Buenos Aires, 15/12/2017, edición Nº 1857

Bergoglio llamó a “no tenerle miedo a la esperanza”

El arzobispo de Buenos Aires recordó, en la vigilia pascual realizada en la Catedral porteña, que es el momento en que “nosotros, pecadores, somos restituidos a la gracia; ‘la noche en que Cristo rompió las ataduras de la muerte y surgió victorioso de los abismos’. Ésta es la noche en la que se consolida la libertad”, y puntualizó que “por eso esta noche es ‘clara como el día’”. Sin embargo,...

El arzobispo de Buenos Aires recordó, en la vigilia pascual realizada en la Catedral porteña, que es el momento en que “nosotros, pecadores, somos restituidos a la gracia; ‘la noche en que Cristo rompió las ataduras de la muerte y surgió victorioso de los abismos’. Ésta es la noche en la que se consolida la libertad”, y puntualizó que “por eso esta noche es ‘clara como el día’”.

Sin embargo, reconoció que “muchas veces las dificultades, las distracciones del camino, los dolores y penas, obnubilarán el gozo e incluso la certeza de esta libertad regalada, y podremos llegar hasta la añoranza de las “cosas lindas” que tenía la esclavitud, los ajos y las cebollas de Egipto; incluso puede dominarnos la impaciencia y llevarnos a optar por la coyuntural inmediatez de los ídolos”.

El arzobispo porteño aseguró que hoy, como le sucedió a las mujeres frente al sepulcro, “nosotros, como ellas, le tenemos miedo a la esperanza y preferimos acovacharnos en nuestros límites, mezquindades y pecados, en las dudas y negaciones que, bien o mal, nos prometemos poder manejar” y agregó: “Ellas venían en son de duelo, venían a ungir un cadáver… y se quedan en eso; así como los discípulos de Emaús se encapsulan en la desilusión. En el fondo, le tenían miedo a la alegría”.

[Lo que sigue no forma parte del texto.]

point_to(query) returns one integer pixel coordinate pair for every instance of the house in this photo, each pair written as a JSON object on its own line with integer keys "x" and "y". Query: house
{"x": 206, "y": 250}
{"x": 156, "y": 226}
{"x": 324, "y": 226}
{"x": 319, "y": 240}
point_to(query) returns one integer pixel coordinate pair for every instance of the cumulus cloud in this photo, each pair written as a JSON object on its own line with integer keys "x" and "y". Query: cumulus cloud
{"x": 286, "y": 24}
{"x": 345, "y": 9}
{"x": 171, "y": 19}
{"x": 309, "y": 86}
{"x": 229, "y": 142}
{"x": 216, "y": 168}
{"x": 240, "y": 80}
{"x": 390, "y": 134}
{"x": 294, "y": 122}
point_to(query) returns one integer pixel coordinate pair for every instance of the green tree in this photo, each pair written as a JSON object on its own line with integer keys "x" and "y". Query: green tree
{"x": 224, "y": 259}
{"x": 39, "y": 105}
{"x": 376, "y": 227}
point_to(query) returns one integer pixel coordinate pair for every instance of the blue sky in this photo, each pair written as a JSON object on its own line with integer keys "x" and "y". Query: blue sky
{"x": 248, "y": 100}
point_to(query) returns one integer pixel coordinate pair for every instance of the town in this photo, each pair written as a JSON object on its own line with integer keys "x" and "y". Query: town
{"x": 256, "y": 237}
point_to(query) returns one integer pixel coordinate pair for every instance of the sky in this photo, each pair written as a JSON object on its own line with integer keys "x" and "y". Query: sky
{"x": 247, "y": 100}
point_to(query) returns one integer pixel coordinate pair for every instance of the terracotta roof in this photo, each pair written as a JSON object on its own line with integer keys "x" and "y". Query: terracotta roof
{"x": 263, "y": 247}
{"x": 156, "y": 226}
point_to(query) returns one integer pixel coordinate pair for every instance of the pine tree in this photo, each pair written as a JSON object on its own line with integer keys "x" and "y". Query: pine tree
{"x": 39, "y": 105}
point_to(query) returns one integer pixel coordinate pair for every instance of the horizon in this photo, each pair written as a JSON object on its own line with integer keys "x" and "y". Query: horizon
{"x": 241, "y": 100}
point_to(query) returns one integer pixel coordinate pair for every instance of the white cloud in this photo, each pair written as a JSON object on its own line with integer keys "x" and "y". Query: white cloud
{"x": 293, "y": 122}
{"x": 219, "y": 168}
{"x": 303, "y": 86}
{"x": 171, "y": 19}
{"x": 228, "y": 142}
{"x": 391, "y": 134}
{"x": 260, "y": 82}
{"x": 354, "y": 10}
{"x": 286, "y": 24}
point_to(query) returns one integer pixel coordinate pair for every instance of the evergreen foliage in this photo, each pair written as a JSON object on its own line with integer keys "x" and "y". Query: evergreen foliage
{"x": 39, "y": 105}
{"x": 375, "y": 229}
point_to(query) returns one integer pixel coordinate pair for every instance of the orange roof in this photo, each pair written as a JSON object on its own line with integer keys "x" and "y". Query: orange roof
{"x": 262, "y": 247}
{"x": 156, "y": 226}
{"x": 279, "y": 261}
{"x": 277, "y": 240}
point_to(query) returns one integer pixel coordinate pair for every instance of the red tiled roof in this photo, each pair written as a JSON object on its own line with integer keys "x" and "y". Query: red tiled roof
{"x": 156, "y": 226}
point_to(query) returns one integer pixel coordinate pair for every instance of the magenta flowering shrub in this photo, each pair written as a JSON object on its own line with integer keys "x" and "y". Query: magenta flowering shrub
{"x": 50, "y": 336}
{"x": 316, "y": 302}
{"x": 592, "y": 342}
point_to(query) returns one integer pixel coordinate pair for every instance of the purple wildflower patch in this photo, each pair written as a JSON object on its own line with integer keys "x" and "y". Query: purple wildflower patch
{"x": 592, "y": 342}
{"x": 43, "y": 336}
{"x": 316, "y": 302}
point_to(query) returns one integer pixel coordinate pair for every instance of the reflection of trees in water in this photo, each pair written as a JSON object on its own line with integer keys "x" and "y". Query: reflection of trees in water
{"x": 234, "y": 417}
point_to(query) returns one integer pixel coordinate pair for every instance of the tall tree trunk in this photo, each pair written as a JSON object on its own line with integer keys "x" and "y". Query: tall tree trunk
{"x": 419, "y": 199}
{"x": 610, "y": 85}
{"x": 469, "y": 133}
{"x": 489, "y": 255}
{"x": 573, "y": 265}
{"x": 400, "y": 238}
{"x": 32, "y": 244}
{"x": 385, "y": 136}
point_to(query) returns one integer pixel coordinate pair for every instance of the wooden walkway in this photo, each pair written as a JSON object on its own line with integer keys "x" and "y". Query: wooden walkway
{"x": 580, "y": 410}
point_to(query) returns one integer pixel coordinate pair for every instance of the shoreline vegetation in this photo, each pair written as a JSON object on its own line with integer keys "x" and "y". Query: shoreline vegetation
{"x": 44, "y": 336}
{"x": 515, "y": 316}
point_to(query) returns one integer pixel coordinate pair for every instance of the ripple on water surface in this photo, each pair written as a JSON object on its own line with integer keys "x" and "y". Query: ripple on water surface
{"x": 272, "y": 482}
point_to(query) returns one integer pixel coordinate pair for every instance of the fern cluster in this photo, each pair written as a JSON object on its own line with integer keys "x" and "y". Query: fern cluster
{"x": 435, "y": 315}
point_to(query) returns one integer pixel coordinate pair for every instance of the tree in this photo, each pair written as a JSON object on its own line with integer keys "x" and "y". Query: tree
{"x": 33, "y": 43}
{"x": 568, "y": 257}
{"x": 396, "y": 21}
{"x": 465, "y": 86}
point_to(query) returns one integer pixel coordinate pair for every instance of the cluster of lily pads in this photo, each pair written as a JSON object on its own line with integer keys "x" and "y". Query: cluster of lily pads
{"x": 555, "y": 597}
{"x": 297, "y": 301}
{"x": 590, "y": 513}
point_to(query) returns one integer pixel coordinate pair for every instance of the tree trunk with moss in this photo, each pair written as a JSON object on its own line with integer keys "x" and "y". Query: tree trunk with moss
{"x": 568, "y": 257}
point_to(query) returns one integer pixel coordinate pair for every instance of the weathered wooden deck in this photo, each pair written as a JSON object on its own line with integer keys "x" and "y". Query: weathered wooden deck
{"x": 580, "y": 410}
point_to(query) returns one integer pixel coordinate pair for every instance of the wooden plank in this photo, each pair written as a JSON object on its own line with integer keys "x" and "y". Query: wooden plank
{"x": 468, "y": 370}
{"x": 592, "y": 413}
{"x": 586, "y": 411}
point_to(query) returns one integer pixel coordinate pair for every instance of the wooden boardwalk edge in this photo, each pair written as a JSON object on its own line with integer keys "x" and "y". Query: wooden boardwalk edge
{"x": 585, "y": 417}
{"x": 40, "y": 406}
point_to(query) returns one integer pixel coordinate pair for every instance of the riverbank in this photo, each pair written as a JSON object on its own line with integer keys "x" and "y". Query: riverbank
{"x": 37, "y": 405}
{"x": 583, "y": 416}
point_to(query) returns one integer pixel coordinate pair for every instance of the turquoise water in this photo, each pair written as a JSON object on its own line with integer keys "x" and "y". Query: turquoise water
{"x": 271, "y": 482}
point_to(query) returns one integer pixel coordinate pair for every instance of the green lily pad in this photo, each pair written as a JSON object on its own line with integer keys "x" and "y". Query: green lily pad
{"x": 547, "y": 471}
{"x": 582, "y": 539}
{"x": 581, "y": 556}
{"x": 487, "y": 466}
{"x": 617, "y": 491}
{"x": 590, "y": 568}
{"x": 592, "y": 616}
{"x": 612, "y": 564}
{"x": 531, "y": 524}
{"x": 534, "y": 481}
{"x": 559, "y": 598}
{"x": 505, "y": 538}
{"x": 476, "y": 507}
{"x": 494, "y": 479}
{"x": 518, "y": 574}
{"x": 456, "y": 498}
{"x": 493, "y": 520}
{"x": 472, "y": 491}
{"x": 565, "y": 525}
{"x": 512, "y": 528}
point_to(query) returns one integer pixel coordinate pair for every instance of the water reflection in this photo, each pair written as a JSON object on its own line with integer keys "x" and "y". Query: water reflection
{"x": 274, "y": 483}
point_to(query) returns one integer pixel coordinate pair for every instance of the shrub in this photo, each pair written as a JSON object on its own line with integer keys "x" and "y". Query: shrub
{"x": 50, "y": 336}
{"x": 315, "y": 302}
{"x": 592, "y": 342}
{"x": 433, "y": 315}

En esta noche de vigilia, el primado alentó a decirse unos a otros: “No tengas miedo, no temamos; no esquivemos la certeza que se nos impone, no rechacemos la esperanza. No optemos por la seguridad del sepulcro, en este caso no vacío sino lleno de la inmundicia rebelde de nuestros pecados y egoísmo. Abrámonos al don de la esperanza. No temamos la alegría de la Resurrección de Cristo”.

Por último, el cardenal Bergoglio invitó a pedir a la Virgen que “como primera discípula, nos enseñe a perseverar en la vigilia, nos acompañe en la paciencia, nos fortalezca en la esperanza; le pedimos que nos lleve hacia el encuentro con su Hijo Resucitado; le pedimos que nos libre del miedo, de tal manera que podamos escuchar el anuncio del Ángel y también salir corriendo… pero no de susto sino para anunciarlo a otros en esta Buenos Aires que tanto lo necesita”.